The deal to bring in the catering division of DNATA (Dubai National Air Transport Association), a major airport services company owned by Dubai's Emirates Group with revenues of more than €3bn per annum, will commence in June.
"Following extensive engagement with employees in our Catering Department, staff representatives and the Workplace Relations Commission (WRC), agreement was reached in February to partner with a new supplier for our catering operation," said an Aer Lingus spokeswoman. "In line with that agreement, Dnata will commence provision of catering services for Aer Lingus as planned in June."
Staff have been presented with options and some details are subject to further discussions next week, it is understood.
Aer Lingus had tried for many years to outsource its catering at Dublin Airport but had long been stymied by stiff union resistance.
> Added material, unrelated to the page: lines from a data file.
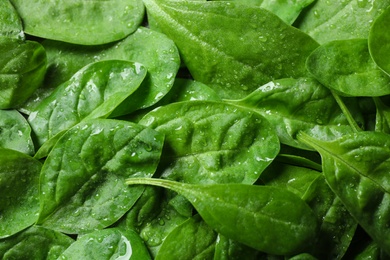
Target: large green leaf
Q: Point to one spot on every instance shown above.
(346, 67)
(82, 180)
(19, 196)
(231, 47)
(326, 20)
(356, 167)
(80, 22)
(213, 142)
(95, 91)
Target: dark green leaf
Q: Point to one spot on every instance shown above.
(234, 60)
(82, 187)
(248, 214)
(19, 197)
(80, 22)
(213, 142)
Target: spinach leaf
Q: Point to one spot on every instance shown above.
(234, 60)
(378, 40)
(19, 197)
(360, 78)
(80, 22)
(382, 122)
(82, 185)
(247, 213)
(15, 132)
(355, 167)
(111, 243)
(154, 50)
(229, 249)
(293, 105)
(326, 20)
(191, 240)
(22, 69)
(93, 92)
(287, 10)
(213, 142)
(10, 23)
(35, 243)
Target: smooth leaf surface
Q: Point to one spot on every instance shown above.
(82, 180)
(246, 213)
(95, 91)
(191, 240)
(80, 22)
(111, 243)
(326, 20)
(378, 40)
(22, 70)
(293, 105)
(35, 243)
(360, 78)
(10, 23)
(356, 168)
(213, 142)
(233, 48)
(287, 10)
(19, 196)
(15, 132)
(152, 49)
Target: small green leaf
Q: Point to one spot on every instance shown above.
(111, 243)
(213, 142)
(19, 197)
(22, 70)
(93, 92)
(80, 22)
(258, 216)
(360, 78)
(82, 185)
(35, 243)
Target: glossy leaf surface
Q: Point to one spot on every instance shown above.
(293, 105)
(19, 196)
(22, 70)
(93, 92)
(80, 22)
(82, 180)
(356, 168)
(111, 243)
(213, 142)
(250, 53)
(247, 213)
(360, 78)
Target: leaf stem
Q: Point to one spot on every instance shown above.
(346, 112)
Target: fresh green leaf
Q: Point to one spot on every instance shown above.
(247, 213)
(10, 23)
(15, 132)
(111, 243)
(22, 70)
(154, 50)
(293, 105)
(355, 167)
(213, 142)
(19, 197)
(34, 243)
(360, 78)
(82, 187)
(327, 20)
(234, 60)
(93, 92)
(191, 240)
(378, 41)
(287, 10)
(80, 22)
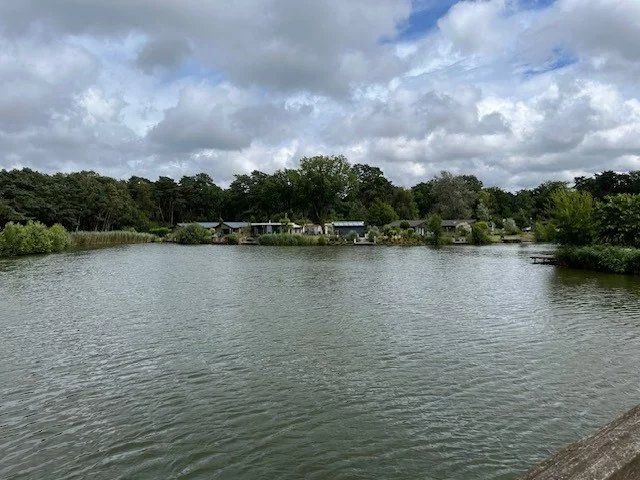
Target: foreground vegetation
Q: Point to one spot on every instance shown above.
(598, 234)
(32, 238)
(114, 237)
(289, 240)
(601, 258)
(319, 190)
(36, 238)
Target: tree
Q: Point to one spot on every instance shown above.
(510, 227)
(404, 204)
(381, 213)
(201, 198)
(167, 194)
(372, 185)
(434, 227)
(480, 233)
(618, 220)
(573, 215)
(325, 183)
(453, 196)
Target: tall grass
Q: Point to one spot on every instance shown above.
(32, 238)
(602, 258)
(115, 237)
(291, 240)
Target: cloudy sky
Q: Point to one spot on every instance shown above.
(514, 91)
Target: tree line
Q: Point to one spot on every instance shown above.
(321, 189)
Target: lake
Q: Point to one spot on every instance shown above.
(165, 361)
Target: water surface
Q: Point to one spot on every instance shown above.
(161, 361)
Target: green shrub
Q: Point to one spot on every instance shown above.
(60, 239)
(114, 237)
(192, 234)
(480, 234)
(34, 237)
(289, 240)
(545, 232)
(160, 231)
(351, 236)
(434, 229)
(510, 227)
(601, 258)
(572, 212)
(373, 233)
(618, 220)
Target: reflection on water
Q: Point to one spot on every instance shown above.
(160, 361)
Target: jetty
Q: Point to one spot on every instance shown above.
(612, 453)
(544, 259)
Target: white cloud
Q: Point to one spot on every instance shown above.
(513, 95)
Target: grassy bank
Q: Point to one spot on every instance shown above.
(290, 240)
(601, 258)
(116, 237)
(32, 238)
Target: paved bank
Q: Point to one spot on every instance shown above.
(612, 453)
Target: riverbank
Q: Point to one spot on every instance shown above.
(600, 258)
(35, 238)
(612, 453)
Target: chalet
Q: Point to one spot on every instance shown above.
(418, 226)
(207, 225)
(344, 228)
(312, 229)
(264, 228)
(227, 228)
(450, 226)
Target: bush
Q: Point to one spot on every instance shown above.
(480, 234)
(573, 214)
(373, 233)
(510, 227)
(160, 231)
(618, 220)
(104, 239)
(34, 237)
(545, 232)
(192, 234)
(434, 229)
(601, 258)
(289, 240)
(381, 213)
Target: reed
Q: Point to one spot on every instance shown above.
(115, 237)
(290, 240)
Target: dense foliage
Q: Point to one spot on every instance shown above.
(287, 240)
(113, 237)
(192, 234)
(322, 188)
(601, 258)
(480, 234)
(34, 237)
(573, 214)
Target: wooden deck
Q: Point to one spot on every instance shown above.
(544, 259)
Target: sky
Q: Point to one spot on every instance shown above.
(516, 92)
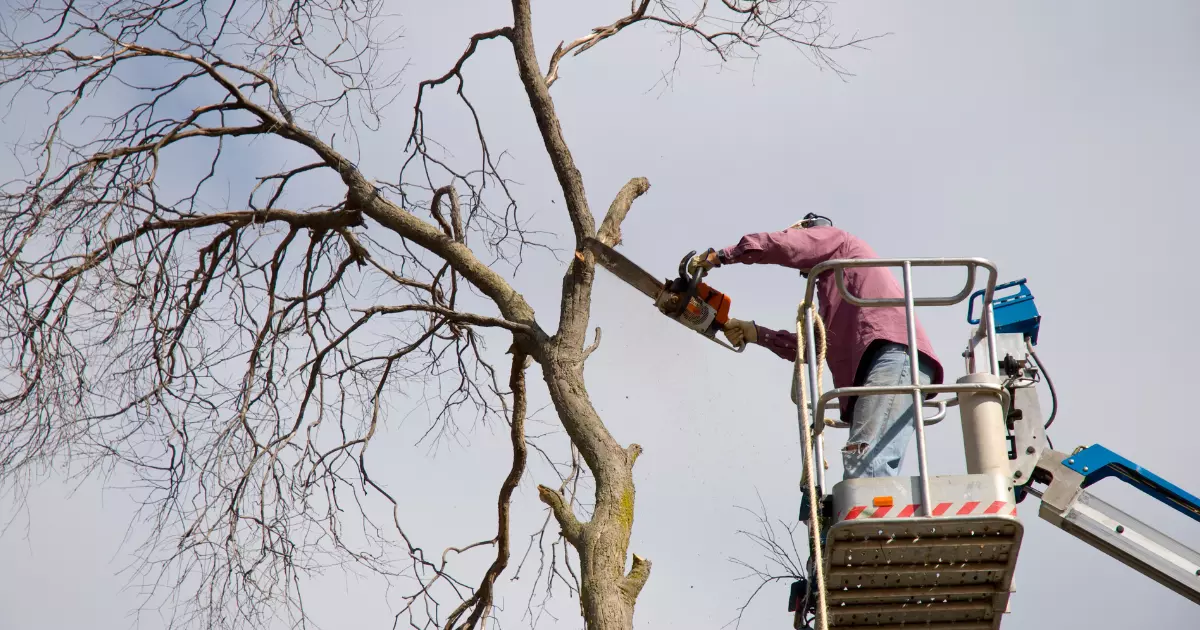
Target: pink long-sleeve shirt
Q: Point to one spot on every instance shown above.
(850, 330)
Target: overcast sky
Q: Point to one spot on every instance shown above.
(1057, 139)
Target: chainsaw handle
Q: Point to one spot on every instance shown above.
(693, 283)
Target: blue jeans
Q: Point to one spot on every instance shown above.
(882, 425)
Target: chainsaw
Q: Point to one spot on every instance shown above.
(685, 299)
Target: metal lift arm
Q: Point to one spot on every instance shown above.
(1065, 499)
(1067, 505)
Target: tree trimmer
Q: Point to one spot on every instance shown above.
(687, 299)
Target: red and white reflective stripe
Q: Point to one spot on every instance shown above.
(942, 509)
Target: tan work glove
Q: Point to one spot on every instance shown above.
(706, 261)
(738, 331)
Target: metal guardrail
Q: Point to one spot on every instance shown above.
(817, 401)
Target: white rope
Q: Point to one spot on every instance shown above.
(807, 447)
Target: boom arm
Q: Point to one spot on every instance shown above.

However, the airline announced last October that it was to proceed with the outsourcing plan.
Under the WRC agreement, staff are being asked to avail of transfer of undertakings to transfer to DNATA, retaining their current terms and conditions with the exception of pension arrangements. Or they can work for it under a secondment arrangement, whereby they remain employed by Aer Lingus but work directly for the new operator.
Those who opt for secondment will have to agree to new work practices and methods, and to day-to-day management by DNATA, which has had a catering operation close to the airport since 2018.
"It is understood by the parties that the future headcount structure under the new supplier is expected to be similar to the current Aer Lingus structure," said a document prepared following the WRC discussions. "Nevertheless, it is reasonable to expect the work organisation to be different as the new supplier will surely implement its 'way of doing things'."
Staff who do not wish to continue to work in the catering operation under the new regime can opt for voluntary severance or for redeployment within the airline.
Redeployment would have to be on the basis of vacancies identified by the airline, and this now looks an unlikely option given it has reportedly already laid off at least 60 contract workers due to the impact of the pandemic.
Redundancy terms would see staff get six weeks' pay per year of service as well as a further payment of €12,500 for those with 10 years' service, rising to €25,000 for those with more than 25 years' service. The agreement requires acceptance that "this enhanced model" will not set any level of precedent going forward, and would only apply in the context of the "specific and unique circumstances" of the catering division.